Sir Jonathan Miller's La bohème is back at the Coliseum once again. Taking its inspiration from the interwar Paris of Brassaï and Cartier-Bresson, Isabella Bywater's sets are efficiently attractive, though it is contingent on each revival cast to bring the performance to life. English National Opera's latest revival cast brings freshness and a fine attention to detail under revival director Crispin Lord, bringing to the fore some of Miller's more inspired touches from landlord Benoit's badgering wife to the tipsy sailors stumbling out of the tavern. Lord also maintains tight control over Act 2's festivities, deftly focusing the audience's attention between the street vendors, military bands and café diners as needed. Amanda Holden's translation, though, needs an update, coming across more as Gilbert and Sullivan than rowdy twenty-somethings getting drunk in Paris.

Sinéad Campbell Wallace (Mimì)
© Genevieve Girling

Despite the central love story, the heart of any Bohème lies in the sense of camaraderie between the bohemians. The standout among the cast was William Thomas as Colline, whose sonorous bass captured the audience's attention from his very first entrance. His final act aria, effortlessly projected and luxuriously smooth, promises an exciting career. Together with Benson Wilson's affable Schaunard and Charles Rice's charismatic Marcello, I've rarely seen a group of singers better capture the essence of youth. Rice's Marcello spars nicely with Louise Alder's Musetta, who vocalises her way gloriously through her showpiece aria, although she isn't outrageously extrovert enough to steal the show. She's more convincing in the final act, quietly heartbreaking in her interactions with Rodolfo and Marcello. Mention must be made for Simon Butteriss, who has stolen the show as Benoît and Alcindoro in practically every revival of Miller's production.

Charles Rice (Marcello), David Junghoon Kim (Rodolfo) and William Thomas (Colline)
© Genevieve Girling

But it's the lead couple who makes or breaks the evening, and despite some fine moments both Sinéad Campbell-Wallace's Mimì and David Junghoon Kim's Rodolfo seemed miscast. Kim is that rare find – a young Italianate tenor with squillo to burn in his clarion upper register. Lower down, however, his voice lost focus and sounded oddly muted, rendering his words unintelligible.

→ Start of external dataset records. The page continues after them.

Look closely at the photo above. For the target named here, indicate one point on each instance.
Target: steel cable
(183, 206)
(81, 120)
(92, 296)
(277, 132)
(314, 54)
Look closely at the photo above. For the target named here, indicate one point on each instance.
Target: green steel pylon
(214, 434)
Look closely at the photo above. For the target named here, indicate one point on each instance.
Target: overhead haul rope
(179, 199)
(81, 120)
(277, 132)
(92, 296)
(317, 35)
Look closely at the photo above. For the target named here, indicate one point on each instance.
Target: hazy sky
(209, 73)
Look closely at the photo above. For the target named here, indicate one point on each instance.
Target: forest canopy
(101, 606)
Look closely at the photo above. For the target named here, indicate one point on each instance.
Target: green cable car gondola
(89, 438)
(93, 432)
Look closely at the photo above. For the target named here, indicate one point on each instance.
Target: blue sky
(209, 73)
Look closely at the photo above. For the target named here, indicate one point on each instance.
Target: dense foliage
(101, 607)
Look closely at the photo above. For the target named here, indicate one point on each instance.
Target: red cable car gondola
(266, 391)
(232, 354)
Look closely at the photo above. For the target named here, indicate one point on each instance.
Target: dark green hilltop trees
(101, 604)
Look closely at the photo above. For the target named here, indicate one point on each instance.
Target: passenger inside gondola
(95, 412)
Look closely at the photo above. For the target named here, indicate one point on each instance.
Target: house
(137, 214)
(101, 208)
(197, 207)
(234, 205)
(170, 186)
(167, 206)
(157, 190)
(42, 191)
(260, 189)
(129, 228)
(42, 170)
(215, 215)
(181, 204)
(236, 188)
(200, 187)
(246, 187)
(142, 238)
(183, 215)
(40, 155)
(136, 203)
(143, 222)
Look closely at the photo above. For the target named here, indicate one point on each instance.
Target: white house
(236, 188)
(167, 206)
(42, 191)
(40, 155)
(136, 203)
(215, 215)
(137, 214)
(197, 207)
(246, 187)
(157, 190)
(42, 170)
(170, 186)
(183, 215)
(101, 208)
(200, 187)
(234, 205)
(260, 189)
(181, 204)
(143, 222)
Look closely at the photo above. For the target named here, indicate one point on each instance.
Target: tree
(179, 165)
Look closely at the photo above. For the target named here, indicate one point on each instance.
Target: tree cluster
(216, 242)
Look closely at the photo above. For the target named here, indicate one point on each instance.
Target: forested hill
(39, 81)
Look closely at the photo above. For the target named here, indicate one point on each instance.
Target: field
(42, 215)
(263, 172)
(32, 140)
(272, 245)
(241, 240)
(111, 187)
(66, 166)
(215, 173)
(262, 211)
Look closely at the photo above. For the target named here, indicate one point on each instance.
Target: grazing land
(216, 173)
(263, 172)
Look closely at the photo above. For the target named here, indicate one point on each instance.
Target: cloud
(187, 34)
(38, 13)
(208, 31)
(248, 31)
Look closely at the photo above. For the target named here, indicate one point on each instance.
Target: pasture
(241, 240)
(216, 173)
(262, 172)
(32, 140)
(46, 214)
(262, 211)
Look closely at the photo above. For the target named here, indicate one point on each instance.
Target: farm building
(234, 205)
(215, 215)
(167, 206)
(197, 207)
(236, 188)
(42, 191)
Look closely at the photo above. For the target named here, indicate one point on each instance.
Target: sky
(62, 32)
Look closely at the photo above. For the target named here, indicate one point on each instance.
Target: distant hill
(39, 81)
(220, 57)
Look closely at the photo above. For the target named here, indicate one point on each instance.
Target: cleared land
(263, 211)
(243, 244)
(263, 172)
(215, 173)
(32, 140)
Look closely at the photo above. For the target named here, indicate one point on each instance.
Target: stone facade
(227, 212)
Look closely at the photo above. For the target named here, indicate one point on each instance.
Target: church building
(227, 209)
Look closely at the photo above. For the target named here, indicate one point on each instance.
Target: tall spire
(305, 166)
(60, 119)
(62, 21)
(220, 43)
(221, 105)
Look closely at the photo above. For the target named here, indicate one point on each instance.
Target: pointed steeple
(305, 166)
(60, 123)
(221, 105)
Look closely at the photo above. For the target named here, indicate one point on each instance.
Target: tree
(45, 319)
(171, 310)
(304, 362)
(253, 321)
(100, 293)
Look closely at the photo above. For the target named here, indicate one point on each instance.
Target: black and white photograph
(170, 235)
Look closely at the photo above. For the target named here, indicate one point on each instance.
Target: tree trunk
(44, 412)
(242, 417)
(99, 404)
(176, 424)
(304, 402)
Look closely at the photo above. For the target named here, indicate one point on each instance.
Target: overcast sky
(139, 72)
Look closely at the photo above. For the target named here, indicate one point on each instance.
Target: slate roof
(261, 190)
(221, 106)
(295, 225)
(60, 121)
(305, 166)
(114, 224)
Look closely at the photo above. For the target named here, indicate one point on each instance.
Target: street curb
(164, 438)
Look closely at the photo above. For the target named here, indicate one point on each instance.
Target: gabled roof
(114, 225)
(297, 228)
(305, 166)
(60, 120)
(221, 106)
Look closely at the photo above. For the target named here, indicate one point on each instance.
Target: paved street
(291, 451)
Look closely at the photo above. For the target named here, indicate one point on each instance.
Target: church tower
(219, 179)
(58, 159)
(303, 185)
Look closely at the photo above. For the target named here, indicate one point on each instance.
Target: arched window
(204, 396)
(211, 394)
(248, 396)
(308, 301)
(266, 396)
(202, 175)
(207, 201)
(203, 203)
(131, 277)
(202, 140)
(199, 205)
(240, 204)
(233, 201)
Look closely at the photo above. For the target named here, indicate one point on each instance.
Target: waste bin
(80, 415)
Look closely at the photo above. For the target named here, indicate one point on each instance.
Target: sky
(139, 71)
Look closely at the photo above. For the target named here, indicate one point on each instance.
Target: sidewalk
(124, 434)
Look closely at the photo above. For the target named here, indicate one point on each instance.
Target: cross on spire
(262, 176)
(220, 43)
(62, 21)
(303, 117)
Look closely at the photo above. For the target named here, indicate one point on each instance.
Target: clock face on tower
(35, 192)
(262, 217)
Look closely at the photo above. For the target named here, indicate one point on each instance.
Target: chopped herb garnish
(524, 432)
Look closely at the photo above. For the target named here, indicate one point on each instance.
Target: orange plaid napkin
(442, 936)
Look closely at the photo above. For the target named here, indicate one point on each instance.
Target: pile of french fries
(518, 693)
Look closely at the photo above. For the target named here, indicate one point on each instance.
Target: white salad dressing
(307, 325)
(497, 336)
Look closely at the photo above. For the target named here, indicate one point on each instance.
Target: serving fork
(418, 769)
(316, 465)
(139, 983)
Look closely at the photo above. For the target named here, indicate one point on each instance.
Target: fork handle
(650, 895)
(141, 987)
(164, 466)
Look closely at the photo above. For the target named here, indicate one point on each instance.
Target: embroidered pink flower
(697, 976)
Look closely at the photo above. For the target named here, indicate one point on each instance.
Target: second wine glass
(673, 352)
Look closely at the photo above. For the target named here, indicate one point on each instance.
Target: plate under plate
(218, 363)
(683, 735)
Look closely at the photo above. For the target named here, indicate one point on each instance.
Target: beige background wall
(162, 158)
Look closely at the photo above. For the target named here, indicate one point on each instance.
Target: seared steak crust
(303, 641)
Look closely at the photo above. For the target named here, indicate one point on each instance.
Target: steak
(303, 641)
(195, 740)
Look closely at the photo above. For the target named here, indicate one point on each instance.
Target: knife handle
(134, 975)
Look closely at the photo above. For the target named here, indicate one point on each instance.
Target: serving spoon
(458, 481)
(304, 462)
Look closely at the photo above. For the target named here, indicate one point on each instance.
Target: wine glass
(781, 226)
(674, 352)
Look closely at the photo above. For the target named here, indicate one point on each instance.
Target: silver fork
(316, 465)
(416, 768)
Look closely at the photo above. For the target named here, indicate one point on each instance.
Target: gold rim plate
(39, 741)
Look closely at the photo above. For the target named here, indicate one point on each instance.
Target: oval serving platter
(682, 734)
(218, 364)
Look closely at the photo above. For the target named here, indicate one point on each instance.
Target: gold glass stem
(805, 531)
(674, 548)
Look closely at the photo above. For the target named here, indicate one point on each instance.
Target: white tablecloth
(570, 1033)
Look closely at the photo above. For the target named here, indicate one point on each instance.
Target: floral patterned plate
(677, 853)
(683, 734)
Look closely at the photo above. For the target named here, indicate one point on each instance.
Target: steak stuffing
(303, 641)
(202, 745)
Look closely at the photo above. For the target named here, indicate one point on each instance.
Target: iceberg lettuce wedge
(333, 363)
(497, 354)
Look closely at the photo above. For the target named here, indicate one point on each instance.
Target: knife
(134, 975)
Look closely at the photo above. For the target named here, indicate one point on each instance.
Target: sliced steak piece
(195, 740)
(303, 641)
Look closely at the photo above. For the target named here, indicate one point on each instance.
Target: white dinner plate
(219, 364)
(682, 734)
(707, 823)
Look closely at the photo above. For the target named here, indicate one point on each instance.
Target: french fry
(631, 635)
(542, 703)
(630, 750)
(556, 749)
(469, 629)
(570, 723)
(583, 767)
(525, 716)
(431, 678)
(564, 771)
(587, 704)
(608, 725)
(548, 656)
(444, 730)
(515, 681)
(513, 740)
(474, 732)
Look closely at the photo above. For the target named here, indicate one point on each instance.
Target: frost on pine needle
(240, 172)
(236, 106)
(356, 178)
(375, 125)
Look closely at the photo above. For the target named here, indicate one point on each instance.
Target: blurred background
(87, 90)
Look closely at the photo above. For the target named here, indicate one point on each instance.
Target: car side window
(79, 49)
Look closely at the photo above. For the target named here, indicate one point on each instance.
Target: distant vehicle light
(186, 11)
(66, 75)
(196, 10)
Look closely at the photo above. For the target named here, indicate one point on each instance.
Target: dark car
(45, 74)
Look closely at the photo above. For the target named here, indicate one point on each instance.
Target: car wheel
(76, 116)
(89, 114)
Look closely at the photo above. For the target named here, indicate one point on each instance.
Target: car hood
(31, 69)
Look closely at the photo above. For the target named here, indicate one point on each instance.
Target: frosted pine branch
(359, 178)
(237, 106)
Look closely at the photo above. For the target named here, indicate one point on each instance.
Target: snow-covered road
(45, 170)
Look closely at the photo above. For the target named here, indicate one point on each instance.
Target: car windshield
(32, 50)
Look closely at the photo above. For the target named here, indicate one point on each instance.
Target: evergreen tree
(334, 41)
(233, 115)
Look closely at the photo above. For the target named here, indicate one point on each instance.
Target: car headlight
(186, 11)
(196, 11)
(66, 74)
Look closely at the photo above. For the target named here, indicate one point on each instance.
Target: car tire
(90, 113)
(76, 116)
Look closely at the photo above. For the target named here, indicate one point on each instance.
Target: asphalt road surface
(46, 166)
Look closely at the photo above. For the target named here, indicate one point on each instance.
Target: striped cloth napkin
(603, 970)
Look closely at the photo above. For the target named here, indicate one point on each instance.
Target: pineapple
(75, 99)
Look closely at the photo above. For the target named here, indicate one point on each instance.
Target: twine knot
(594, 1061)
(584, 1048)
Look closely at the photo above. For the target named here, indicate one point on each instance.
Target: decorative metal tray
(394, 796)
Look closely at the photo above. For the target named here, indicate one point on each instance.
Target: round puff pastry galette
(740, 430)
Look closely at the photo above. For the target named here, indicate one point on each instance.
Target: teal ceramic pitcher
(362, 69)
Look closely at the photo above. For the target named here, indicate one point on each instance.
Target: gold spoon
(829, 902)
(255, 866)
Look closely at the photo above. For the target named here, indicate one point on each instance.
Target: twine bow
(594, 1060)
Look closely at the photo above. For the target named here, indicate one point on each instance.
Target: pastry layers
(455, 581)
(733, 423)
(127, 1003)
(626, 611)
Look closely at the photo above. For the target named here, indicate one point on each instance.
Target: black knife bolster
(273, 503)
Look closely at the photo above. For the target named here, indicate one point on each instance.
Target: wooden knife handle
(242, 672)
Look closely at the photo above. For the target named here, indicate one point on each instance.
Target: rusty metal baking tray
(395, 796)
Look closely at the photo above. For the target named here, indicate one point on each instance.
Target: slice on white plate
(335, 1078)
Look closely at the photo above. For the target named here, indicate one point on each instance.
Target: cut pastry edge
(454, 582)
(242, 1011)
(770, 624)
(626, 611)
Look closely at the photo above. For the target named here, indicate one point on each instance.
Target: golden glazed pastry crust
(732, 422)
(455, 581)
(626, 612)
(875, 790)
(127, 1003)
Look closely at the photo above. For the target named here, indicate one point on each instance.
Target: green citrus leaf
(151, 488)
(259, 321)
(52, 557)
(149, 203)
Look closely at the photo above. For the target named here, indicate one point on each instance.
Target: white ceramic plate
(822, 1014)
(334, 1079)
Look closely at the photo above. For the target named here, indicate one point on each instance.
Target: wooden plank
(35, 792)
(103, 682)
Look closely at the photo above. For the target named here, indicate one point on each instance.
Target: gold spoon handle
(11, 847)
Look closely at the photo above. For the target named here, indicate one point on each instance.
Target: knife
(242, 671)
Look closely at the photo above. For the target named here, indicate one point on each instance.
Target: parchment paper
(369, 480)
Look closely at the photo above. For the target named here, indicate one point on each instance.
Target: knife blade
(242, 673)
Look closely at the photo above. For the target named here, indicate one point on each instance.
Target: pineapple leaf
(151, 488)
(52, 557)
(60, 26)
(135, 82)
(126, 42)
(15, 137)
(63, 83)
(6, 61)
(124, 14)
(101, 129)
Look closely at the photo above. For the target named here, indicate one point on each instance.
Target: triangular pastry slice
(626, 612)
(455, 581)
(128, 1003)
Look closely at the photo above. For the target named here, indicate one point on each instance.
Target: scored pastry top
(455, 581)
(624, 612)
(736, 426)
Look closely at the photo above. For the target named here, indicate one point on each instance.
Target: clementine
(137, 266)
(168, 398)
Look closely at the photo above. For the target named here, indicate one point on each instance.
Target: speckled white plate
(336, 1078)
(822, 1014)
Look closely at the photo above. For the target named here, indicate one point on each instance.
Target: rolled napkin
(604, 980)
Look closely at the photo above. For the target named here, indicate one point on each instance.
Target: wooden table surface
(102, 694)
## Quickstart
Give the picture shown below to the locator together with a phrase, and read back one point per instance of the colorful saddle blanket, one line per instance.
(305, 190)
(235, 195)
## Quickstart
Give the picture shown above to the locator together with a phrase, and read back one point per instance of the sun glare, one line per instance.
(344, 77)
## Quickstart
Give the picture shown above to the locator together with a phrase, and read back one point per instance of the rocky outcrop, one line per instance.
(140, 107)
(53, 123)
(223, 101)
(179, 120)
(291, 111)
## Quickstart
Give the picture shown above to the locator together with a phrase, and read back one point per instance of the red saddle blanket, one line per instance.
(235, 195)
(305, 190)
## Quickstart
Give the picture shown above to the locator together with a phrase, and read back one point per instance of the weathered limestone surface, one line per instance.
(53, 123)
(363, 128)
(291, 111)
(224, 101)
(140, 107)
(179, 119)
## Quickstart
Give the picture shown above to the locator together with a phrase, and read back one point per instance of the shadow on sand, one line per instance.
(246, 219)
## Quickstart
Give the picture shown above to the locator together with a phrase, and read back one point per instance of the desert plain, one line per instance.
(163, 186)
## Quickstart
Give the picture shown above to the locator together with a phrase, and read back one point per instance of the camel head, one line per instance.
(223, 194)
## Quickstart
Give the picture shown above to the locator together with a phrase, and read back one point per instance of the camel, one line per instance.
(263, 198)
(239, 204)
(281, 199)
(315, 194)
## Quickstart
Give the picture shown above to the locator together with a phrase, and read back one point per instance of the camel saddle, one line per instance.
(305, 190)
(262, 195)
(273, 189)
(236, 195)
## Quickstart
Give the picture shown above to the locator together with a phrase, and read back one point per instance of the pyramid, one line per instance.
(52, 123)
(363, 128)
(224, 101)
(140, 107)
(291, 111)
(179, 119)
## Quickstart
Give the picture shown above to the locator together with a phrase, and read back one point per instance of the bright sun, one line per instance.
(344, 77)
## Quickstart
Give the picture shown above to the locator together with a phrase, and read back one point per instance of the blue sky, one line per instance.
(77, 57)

David Junghoon Kim (Rodolfo) and Sinéad Campbell Wallace (Mimì)
© Genevieve Girling

Making her ENO debut, Campbell-Wallace's soprano was undoubtedly impressive, and it was thrilling to hear a voice of such heft and fullness in the role. The basic instrument, though, was marginally too forceful for Miller's vulnerable Mimì, and it comes as no surprise that Campbell-Wallace is swiftly moving her career towards Wagner and Strauss. It's high time ENO revived its Janáček cycle, because they've seemingly found an ideal proponent for those soprano roles. More than any issues of vocal suitability, Kim and Campbell-Wallace displayed little chemistry, meaning one was never particularly invested in their relationship. No matter how many times I see Bohème the final scene never fails to elicit a tear... but this time, I was left cold.

Louise Alder (Musetta) and ENO Chrous
© Genevieve Girling

If there's a reason to see this revival, it's for conductor Ben Glassberg, who drew out a truly glorious performance from the ENO Orchestra. He's a natural fit for this repertoire, with just the right amount of rubato to avoid sounding sentimental. I've rarely heard the orchestra sound this luxuriant, undoubtedly helped by the fact that the lead couple could sail over the deceptively heavy orchestration with ease. Let's hope ENO brings him back.